In 2008, Healthspan was criticized by Sky News who asked a panel of experts to take the Nutriprofile, the company's dietary questionnaire, entering in a healthy diet. The experts felt that the company was suggesting more supplements than were actually needed. Healthspan responded that the "Recommendations on diet and lifestyle in the Nutriprofile are scientifically validated."

Healthspan has also been criticized by the Advertising Standards Authority (ASA), who have made rulings against the company on several occasions for claims made about the company's products.
- In 2008, a ruling was made against the company over statements made in a catalog mailing for health food supplements describing the properties of products including selenium, lutein, green tea and turmeric. The ASA ruled that the information made unsubstantiated medical claims that could discourage consumers from seeking treatment for medical conditions and that the ad must not appear again.
- In 2008, a ruling was made against the company over an email advertising an omega-3 product for children called Brain Boosters. The ASA determined that the name implied that the product could dramatically enhance children's brain function, which wasn't medically substantiated, and that the ad must not appear again.

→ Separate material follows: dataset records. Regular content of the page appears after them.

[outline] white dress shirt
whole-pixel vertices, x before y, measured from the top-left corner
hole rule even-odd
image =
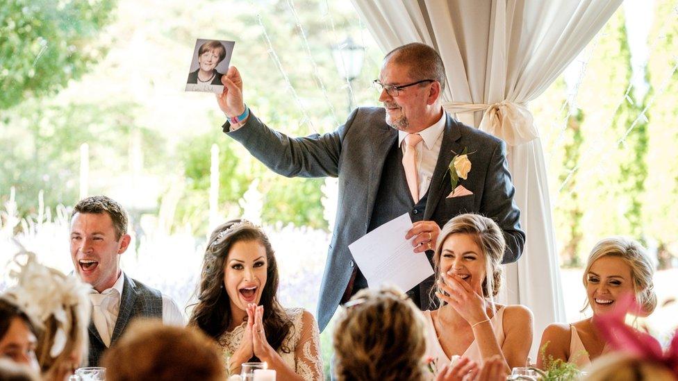
[[[109,346],[110,336],[113,334],[115,322],[120,312],[120,301],[124,284],[124,273],[120,271],[120,276],[113,287],[106,289],[101,293],[92,289],[90,294],[90,300],[92,303],[92,320],[94,322],[94,326],[97,327],[97,330],[106,346]],[[101,310],[94,307],[99,300],[101,300]],[[103,313],[103,316],[99,314],[101,313]],[[104,320],[106,327],[103,326]],[[174,300],[164,294],[163,294],[163,323],[177,326],[183,326],[186,324],[179,306]]]
[[[417,133],[422,139],[416,146],[420,197],[426,194],[429,190],[431,178],[433,176],[433,171],[436,170],[438,155],[440,153],[440,145],[443,144],[443,131],[445,130],[445,125],[447,122],[445,117],[445,112],[443,111],[440,120],[430,127],[427,127],[424,130]],[[407,135],[408,133],[398,130],[398,145],[403,150],[403,153],[405,152],[405,144],[403,144],[403,140]]]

- In 2009, a ruling was made against the company over an e-mail stating that "more people buy their vitamins and supplements from Healthspan than any other supplier in the UK." The ASA determined that the calculations were based on estimates and averages for their competitors compared with their own sales figures, and that the claim was misleading, ruling that the ad must not appear again.
- In 2010, a ruling was made against the company over a pair of brochures that made a series of claims about the properties of nutritional supplements including bilberry, devil's claw, black cohosh, ginseng, echinacea, ginkgo biloba, milk thistle, St. John's wort and valerian. The ASA found that the claims suggested properties of the products that were not medically substantiated, and that the ads must not appear again.
- In 2011, a ruling was made against the company over an advertisement feature in the form of a magazine article entitled "Top 10 supplements for healthy ageing - Different supplements suit different people at different stages of their lives." The article described the properties of various supplements, including lycopene, glucosamine and ginkgo biloba. Another advertisement feature in the same magazine was headed "7 ages of man", and included properties of other supplements, including saw palmetto. The ASA found that the claims suggested properties of the products that were not medically substantiated, and that the ads must not appear again.
- In 2011, a complaint was made against the company regarding a mail order catalog advertising supplements, including the Healthspan products Optiflex Glucosamine, Joint Synergex, Heart Synergex and Brain Synergex. In this case, the rulings were not upheld, as it was determined that Helathspan had displayed prominent disclaimers within the brochure, stating that their products were not intended as treatments, encouraging consumers to seek medical advice where necessary.